Das kühle regnerische Wetter hat den Organisatoren des Frankfurter Museumsuferfestes einen Strich durch die Rechnung gemacht. Während am Sonntag etwa genauso viele Menschen wie im Vorjahr zu den Partybühnen und Ständen strömten, waren es am Samstag und vor allem am Freitagabend deutlich weniger. „Als Open- Air- Veranstaltung sind wir eben von der Witterung abhängig“, sagte Kurt Stroscher von der städtischen Tourismus+Congress GmbH.

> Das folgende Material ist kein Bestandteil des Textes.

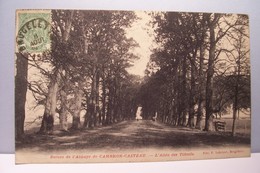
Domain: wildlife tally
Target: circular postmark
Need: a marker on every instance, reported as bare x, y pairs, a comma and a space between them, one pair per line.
34, 36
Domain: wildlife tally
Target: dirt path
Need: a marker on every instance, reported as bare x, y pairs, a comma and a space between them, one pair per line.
129, 135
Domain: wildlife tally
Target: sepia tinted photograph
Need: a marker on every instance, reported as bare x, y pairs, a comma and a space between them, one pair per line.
95, 86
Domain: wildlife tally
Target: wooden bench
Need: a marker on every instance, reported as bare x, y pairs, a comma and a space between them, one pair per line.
220, 126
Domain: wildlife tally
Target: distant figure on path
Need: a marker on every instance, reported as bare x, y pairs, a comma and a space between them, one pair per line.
155, 117
138, 113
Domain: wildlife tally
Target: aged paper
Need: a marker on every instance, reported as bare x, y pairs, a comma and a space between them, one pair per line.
96, 86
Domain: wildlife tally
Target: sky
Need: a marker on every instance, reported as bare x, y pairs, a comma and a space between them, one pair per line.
140, 33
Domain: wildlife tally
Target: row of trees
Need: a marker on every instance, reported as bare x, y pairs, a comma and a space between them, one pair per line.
201, 65
85, 69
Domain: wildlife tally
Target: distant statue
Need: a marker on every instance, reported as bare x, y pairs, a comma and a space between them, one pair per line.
138, 113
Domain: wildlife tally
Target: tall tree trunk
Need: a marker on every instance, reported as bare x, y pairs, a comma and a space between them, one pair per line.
200, 89
51, 100
192, 94
51, 105
76, 114
209, 81
235, 103
184, 91
63, 112
20, 93
103, 112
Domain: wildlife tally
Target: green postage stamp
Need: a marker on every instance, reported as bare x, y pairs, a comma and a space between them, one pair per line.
95, 86
33, 30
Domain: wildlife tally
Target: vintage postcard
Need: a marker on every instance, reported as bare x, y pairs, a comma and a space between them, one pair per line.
96, 86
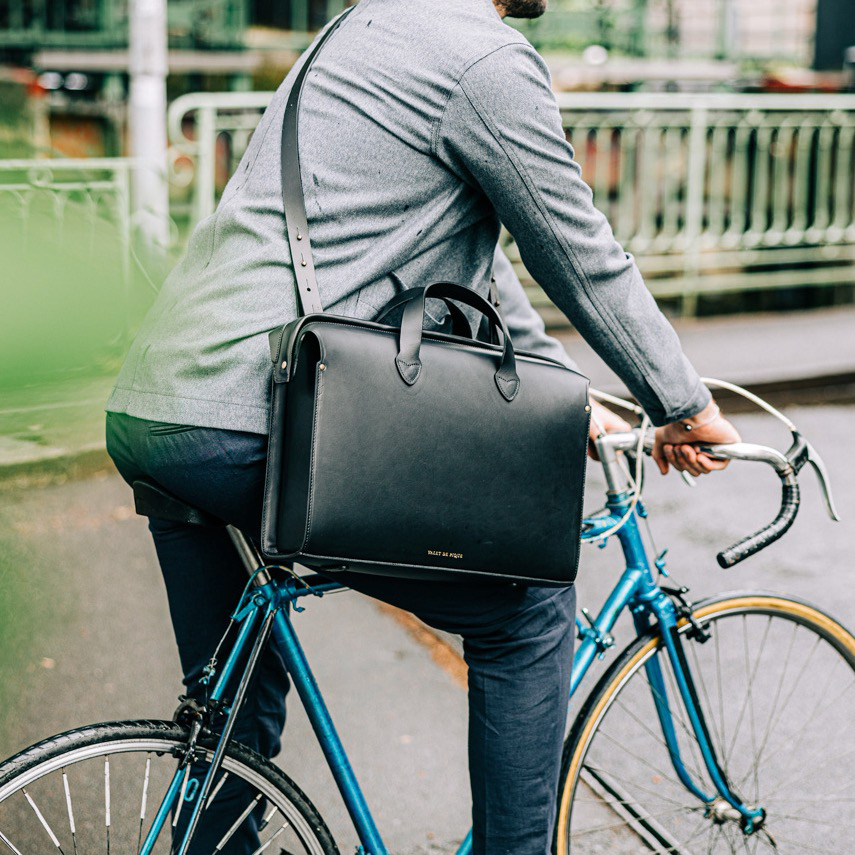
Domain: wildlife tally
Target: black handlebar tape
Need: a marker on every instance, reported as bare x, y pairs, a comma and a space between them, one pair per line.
769, 534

Dennoch zog er „wetterbereinigt“ eine positive Bilanz zu dem Spektakel, das zu den größten Kulturfesten in Europa gehört. Für den Sonntag - zum Abschluss am Abend war ein großes Feuerwerk geplant - rechnete Stroscher mit „locker“ über einer Million Besuchern am Main. Am Samstag zählte der städtische Organisator 900.000 Besucher - etwa 200.000 weniger als im Vorjahr. Am Freitag waren bei heftigen Regengüssen nur 200.000 gekommen - ein Drittel des Vorjahresbesuchs.

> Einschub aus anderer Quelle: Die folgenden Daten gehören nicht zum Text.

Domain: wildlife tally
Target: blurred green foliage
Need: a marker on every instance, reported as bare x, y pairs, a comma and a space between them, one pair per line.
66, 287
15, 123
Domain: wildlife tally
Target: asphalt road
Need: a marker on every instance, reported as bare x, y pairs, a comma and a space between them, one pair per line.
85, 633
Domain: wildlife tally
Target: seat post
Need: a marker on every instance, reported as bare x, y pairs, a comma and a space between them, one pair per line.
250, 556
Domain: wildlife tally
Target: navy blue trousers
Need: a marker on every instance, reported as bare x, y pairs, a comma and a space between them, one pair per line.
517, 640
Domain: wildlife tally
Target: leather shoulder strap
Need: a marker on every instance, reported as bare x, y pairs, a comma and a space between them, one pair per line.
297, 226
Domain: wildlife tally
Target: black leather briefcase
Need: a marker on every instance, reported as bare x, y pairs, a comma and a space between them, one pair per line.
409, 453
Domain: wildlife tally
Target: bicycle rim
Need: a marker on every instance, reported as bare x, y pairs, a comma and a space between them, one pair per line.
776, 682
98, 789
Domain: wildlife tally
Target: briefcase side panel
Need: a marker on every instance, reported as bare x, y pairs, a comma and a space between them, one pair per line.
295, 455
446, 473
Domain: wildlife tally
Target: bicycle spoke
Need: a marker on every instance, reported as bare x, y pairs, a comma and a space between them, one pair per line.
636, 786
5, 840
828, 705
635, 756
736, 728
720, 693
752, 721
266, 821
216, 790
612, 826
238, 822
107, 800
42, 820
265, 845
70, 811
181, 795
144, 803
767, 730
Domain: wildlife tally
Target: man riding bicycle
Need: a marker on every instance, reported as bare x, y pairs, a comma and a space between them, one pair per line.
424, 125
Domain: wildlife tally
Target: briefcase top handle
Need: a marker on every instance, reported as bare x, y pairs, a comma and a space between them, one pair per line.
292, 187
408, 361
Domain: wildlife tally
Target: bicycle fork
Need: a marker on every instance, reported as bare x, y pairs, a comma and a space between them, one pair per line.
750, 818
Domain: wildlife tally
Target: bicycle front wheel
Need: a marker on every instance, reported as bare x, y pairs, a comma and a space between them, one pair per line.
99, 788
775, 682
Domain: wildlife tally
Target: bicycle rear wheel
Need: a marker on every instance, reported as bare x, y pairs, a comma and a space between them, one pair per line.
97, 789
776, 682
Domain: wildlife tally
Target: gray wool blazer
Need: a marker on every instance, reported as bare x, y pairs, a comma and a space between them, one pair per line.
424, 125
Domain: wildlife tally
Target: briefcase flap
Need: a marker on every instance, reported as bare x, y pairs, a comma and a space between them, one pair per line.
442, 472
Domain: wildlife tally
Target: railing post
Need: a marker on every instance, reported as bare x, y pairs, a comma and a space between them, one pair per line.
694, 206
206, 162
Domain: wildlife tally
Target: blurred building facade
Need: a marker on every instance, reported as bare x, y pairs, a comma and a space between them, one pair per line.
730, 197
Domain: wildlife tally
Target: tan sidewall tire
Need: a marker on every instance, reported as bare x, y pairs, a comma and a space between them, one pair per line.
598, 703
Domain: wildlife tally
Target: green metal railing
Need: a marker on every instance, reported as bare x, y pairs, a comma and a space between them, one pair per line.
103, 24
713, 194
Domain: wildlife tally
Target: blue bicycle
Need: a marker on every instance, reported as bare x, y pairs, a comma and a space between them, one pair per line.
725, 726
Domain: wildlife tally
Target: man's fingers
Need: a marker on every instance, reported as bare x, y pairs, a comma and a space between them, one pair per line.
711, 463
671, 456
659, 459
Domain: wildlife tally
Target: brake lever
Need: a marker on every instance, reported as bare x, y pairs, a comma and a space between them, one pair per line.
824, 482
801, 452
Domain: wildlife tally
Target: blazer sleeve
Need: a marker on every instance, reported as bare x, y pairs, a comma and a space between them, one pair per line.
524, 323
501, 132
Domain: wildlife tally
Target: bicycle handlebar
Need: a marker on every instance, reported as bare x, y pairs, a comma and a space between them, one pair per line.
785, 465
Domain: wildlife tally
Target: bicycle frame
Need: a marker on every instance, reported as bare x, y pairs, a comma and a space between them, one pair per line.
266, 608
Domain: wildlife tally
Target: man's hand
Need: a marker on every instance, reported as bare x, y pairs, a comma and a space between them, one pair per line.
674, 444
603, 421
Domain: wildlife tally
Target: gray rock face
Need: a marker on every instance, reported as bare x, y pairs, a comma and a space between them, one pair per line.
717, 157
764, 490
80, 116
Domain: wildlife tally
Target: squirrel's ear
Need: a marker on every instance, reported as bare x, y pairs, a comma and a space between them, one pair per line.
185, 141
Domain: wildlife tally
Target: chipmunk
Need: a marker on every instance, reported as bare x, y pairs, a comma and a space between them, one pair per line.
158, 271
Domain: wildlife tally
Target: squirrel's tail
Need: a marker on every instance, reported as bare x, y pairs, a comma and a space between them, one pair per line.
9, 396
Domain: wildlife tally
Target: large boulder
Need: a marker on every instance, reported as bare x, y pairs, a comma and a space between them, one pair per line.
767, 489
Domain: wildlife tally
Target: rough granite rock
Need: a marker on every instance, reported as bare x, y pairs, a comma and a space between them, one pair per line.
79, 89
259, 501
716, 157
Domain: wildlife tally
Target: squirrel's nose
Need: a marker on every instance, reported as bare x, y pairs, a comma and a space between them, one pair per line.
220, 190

Unter blau-weißem Konfettiregen – den Nationalfarben des Gastlandes Argentinien – hatte Oberbürgermeisterin Petra Roth am Freitag Punkt 18.20 Uhr das 30. Museumsuferfest eröffnet. Ein Fest, das Roth im Beisein des argentinischen Generalkonsuls, Juan Garibaldi, als das facettenreichste, europäische Kulturfestival bezeichnete, das es so in keiner anderen Stadt gebe.
Kultur für alle – alles ist Kultur: „Idee und Motto des ersten Museumsuferfestes ist bis heute aktuell“, rief Roth den Eröffnungsgästen auf der Haupttribüne von Gastland Argentinien zu. Dessen Kultur gilt es diesmal zu entdecken – passend zum 200. Jahrestag der Unabhängigkeit seines Landes und passend vor dem Auftritt als Gastland bei der diejährigen Buchmesse, sagte Garibaldi, der sich gleich fünfmal für die Ehre bedankte, beim diesjährigen Fest im Mittelpunkt zu stehen. Petra Roth gab den Dank artig zurück, Argentinien als Partner zu haben, das über die Academia de Tango das Kulturprogramm auf der Hauptbühne organisiert habe.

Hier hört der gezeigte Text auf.